On-device redaction before upload
In the browser extension, known secrets (API keys, tokens, JWTs) and structured PII (emails, phone numbers, SSNs, card numbers, ID patterns) are detected and redacted at the moment of capture — before any bytes leave the endpoint.
Sensitive-field video curtain
When a high-risk field (password, payment, or government-ID) is focused, the recorded screen is curtained and vision-frame sampling is suspended — on every recorder path — so credentials never enter the video in the first place.
Screenshot masking, fail-closed
Sensitive regions in action screenshots are painted over in the browser before upload. If a mask cannot be rendered, the screenshot is dropped rather than sent.

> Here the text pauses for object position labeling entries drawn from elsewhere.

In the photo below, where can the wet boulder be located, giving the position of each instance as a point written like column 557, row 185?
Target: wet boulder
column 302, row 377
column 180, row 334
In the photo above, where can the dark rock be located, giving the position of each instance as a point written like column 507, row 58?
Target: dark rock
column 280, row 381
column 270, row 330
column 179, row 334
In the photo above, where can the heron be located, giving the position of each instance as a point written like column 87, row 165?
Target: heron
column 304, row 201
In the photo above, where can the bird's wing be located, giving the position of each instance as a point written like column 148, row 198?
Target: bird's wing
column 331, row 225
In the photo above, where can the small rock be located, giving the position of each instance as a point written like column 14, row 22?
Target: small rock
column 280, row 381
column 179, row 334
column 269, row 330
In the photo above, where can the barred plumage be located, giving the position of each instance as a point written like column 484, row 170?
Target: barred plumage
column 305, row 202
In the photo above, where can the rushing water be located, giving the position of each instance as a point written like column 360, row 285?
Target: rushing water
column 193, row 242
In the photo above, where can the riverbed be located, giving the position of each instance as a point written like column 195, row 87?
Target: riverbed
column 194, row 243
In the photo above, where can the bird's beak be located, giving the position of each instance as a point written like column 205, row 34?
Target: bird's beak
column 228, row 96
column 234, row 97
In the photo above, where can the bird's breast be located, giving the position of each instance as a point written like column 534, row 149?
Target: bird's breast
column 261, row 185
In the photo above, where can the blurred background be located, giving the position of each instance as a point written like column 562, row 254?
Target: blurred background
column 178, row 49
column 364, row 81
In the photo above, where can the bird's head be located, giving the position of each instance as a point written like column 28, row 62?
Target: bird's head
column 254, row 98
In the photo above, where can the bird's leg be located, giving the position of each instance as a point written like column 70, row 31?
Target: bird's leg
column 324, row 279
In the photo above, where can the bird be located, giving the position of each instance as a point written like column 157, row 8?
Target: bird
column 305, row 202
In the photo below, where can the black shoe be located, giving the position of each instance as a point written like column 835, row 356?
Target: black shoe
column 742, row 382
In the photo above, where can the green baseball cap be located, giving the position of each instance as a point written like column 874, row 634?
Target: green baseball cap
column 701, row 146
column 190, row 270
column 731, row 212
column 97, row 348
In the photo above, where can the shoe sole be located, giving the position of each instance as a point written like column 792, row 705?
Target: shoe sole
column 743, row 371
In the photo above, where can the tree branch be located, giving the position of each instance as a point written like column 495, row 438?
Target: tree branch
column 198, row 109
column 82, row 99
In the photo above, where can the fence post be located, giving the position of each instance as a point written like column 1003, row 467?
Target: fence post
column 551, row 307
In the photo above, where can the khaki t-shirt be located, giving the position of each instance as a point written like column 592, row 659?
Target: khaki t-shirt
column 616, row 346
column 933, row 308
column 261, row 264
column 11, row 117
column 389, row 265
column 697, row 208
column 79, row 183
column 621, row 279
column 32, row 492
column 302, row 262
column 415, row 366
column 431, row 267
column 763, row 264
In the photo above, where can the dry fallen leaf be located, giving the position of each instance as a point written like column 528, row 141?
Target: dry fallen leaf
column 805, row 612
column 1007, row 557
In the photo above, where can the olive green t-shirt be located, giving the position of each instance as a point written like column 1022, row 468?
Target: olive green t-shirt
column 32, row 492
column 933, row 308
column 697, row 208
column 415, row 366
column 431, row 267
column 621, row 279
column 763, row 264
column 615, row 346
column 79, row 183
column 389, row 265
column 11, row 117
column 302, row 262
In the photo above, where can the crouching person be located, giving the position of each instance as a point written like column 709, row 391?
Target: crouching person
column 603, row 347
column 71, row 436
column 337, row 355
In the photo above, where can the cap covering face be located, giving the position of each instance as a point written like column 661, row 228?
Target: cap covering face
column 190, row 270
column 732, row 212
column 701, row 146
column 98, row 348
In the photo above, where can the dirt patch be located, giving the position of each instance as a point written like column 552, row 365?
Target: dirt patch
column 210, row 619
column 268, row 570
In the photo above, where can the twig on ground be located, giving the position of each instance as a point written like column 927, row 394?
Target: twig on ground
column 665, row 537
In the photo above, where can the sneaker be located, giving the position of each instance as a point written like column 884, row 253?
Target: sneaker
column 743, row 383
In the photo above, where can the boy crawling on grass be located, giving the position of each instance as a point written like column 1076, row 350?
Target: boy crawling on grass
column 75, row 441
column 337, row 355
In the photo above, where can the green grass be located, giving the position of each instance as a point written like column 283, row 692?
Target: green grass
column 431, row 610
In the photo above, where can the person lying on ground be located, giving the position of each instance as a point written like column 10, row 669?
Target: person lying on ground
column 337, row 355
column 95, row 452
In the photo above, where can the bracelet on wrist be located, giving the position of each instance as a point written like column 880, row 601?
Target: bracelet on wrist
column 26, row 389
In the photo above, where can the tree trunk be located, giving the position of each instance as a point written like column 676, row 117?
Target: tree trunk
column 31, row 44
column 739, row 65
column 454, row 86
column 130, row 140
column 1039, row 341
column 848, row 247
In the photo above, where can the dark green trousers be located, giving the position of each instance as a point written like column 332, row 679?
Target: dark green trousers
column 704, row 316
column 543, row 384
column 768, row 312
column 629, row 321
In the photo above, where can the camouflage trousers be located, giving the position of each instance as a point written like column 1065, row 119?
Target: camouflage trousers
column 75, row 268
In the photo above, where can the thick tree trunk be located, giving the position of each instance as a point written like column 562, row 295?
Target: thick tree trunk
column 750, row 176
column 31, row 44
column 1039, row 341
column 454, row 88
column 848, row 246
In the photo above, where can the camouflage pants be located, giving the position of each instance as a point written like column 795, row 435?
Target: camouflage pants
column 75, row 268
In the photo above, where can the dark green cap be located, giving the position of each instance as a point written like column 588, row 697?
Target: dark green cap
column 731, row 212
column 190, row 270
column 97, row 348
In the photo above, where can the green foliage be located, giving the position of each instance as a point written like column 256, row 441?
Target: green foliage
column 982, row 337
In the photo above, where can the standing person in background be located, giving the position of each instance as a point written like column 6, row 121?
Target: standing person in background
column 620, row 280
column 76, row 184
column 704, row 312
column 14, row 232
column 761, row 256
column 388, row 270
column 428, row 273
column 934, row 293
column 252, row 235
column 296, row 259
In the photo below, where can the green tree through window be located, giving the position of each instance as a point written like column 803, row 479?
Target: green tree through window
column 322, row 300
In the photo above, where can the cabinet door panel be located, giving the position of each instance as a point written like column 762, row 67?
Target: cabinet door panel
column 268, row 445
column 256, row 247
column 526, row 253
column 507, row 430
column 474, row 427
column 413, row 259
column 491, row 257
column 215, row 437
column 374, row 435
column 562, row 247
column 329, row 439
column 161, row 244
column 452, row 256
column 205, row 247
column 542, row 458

Server-side defense-in-depth
Transcripts and integration text are scrubbed of secrets and PII again on the server before they are persisted, full-text indexed, embedded, or sent to any AI provider — so redaction does not depend on the client alone.
Consent & a visible recording signal
Recording requires explicit consent, which is logged. A recording indicator is burned into the video itself, so the signal survives even on pages where an on-screen badge cannot be shown.
Tenant-scoped access
Every record is scoped to its organization. Recordings, memory graph, and skills are isolated per tenant and never commingled; media is reachable only via an ownership- or share-token-checked route.
Each sub-processor is engaged under a data-processing agreement. We give advance notice of new sub-processors and an opportunity to object. Enterprise customers may use Bring-Your-Own-Key (BYOK) to keep AI processing within their own provider account.
| Sub-processor | Purpose | Data | Region | Training |
|---|---|---|---|---|
| Neon | Primary application database | Account data, compiled processes, company memory, derived text + embeddings | US — AWS us-east-1 | — |
| Vercel | Application hosting & blob storage | Recording media (screen video, audio, vision frames), screenshots | US | — |
| Clerk | Authentication & user identity | Login identifiers, session tokens | US | — |
| Anthropic | AI processing (default model provider) | Transcripts, vision frames, and event text for process/entity extraction | US | Does not train on API inputs |
| OpenAI | Text embeddings for memory search | Redacted transcript, entity, and integration text | US | Does not train on API inputs |
| Deepgram | Speech-to-text transcription | Recorded / meeting audio | US | — |
| Railway | Meeting-bot worker infrastructure | Meeting audio and vision frames during a live bot session | US | — |
| Sentry | Error monitoring | Application error traces (no recording content) | EU | — |
| Resend | Transactional email | Email address, notification content | US | — |
The service is hosted in the United States (US-East): application compute and the primary database (Neon, AWS us-east-1) are co-located there. Where personal data is transferred from the EEA, UK, or Switzerland, the transfer relies on the European Commission's Standard Contractual Clauses (with the UK and Swiss addenda as applicable). In-region residency for the EU is available to Enterprise customers on request.
Customers set a retention window per organization; when set, sessions and their media blobs are hard-deleted after the window elapses. On request, Osora assists with access, rectification, erasure, and portability. Account deletion removes stored data and its underlying media blobs. On termination, personal data is deleted or returned (default: deletion within 30 days), subject to legal retention requirements. To exercise a right or request a countersigned DPA, email richie@getnolea.com.
Security questions, a vulnerability report, or a completed questionnaire request: richie@getnolea.com. For the marketing overview of our trust posture, see the Security page.
This Trust Center describes controls in effect as of the review date above and is provided for informational purposes; it does not modify any agreement between Osora and its customers. Where this page and an executed agreement differ, the executed agreement governs.